Sí. Han leído bien.
Como ya saben, a partir del siglo XV, el uso del tabaco se extendió por toda Europa, incluso como remedio contra ciertas enfermedades.
Y buena parte de “culpa” de esa supuesta faceta salutífera tabaquil vio la luz en Sevilla, puerta de entrada de las Indias.
Lo hizo de la mano del médico y boticario Nicolás Monardes (1508-1588), quien en su libro de 1580, La Historia Medicinal de las cosas que se traen de nuestras Indias Occidentales, dedicó un extenso capítulo al estudio de las innumerables virtudes curativas de esta planta.
Él es sin duda el verdadero iniciador de la corriente médico-científica en torno al tabaco.
Aunque después viniera Hernández de Toledo, a quien el rey nombró “protomédico en todas las Indias”, encabezando una expedición científica para investigar las especies del Nuevo Mundo. Pero eso fue algunos años después.
De su uso en España sabemos que si bien el más que austero Felipe II no se contó entre sus adeptos, no se puede decir lo mismo de algunos personajes de su corte. Entre ellos su propio hermano por vía paterna don Juan de Austria (1545/7-1578), fue hijo ilegítimo de Carlos I.
O la activa aristócrata doña Ana de Mendoza, más conocida como Princesa de Éboli (1540-1592). Todos le dieron al “fumaque”.
Mismamente como ocurrió en el resto de Europa y con fines, por supuesto, medicinales.
Cabe destacar en el relato de esta historia al embajador francés en Lisboa, Jean Nicot, quien le envió polvo de tabaco a su reina, Catalina de Medici, para que aliviara con ellos sus conocidas y molestas migrañas.
Desconozco si la jaqueca o hemicránea real mejoró con la ingesta tabaquera, pero el caso es que Catalina quedó encantada con el hábito ése de absorber por la nariz aquellos polvitos españoles.
Una costumbre que a no tardar se puso de moda entre sus cortesanos, quienes por imitación empezaron a usar el rapé o molido, que es lo que significa esa palabra en la lengua de Moliere.
Por otro lado, es sabido que la historia recompensó al diplomático, su preocupación por la salud de su soberana.
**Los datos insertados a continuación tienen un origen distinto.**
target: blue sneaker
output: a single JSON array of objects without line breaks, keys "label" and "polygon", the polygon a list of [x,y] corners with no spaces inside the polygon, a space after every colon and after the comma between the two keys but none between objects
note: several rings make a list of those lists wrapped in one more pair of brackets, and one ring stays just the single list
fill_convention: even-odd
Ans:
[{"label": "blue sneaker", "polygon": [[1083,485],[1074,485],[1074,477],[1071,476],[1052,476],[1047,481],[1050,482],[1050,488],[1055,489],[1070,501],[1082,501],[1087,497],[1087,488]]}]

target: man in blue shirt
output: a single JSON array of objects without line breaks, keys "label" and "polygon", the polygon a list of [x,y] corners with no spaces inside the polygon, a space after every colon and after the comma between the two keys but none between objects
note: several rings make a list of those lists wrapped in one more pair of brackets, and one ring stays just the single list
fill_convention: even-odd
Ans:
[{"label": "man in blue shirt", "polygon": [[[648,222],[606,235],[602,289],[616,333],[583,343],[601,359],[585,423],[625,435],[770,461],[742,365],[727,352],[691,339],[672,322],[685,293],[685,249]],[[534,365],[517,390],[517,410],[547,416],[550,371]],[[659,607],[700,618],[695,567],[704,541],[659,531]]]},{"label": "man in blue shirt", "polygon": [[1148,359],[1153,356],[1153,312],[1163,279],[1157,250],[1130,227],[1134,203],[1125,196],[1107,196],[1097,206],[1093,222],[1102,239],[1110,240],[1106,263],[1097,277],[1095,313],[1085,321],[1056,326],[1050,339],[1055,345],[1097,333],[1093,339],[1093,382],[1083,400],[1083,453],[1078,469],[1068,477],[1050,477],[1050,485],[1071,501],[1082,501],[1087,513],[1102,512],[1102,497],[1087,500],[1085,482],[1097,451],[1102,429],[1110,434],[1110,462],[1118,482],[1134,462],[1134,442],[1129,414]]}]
Aunque no lo es menos que hay reconocimientos que vienen malditos. Les supongo al tanto de la ironía.
De su apellido, Nicot, deriva el epónimo científico nicotina. Ya saben.
El nombre del alcaloide que se extrae de las hojas de la planta del tabaco, Nicotiana tabacum, y una droga tóxica que en pequeñas dosis produce euforia, disminución del apetito, etcétera.
Una sustancia que se puede producir también de forma sintética, es decir por procedimiento industrial, y que desde el punto de vista químico tiene de nombre sistemático (IUPAC) (S)-3-(1-metilpirrolidin-2-il) piridina y de fórmula empírica C10H14N2.
Volviendo a la planta, tal extensión tuvo su uso y consumo -tanto en horizontal, llegó a casi toda Europa, como en vertical pues fue aceptado por el resto de los escalones que conforman la pirámide social- que, como ya les adelanté, en 1620 se creó en Sevilla la primera fábrica de “tabaco en polvo” de la historia.
Y años después, en 1741, una segunda en Cádiz ésta de “tabaco de humo”, que es como se llamaba entonces a los cigarros.
Lejos quedaban ya las condenas religiosas por brujería, asociadas a la práctica de echar humo de finales del siglo XV. Lo que no significaba que la Iglesia no siguiera velando por la salud espiritual de sus creyentes.
De hecho había una cuestión que llevaba tiempo flotando en el ambiente y que relacionaba el uso del tabaco con el ayuno eucarístico.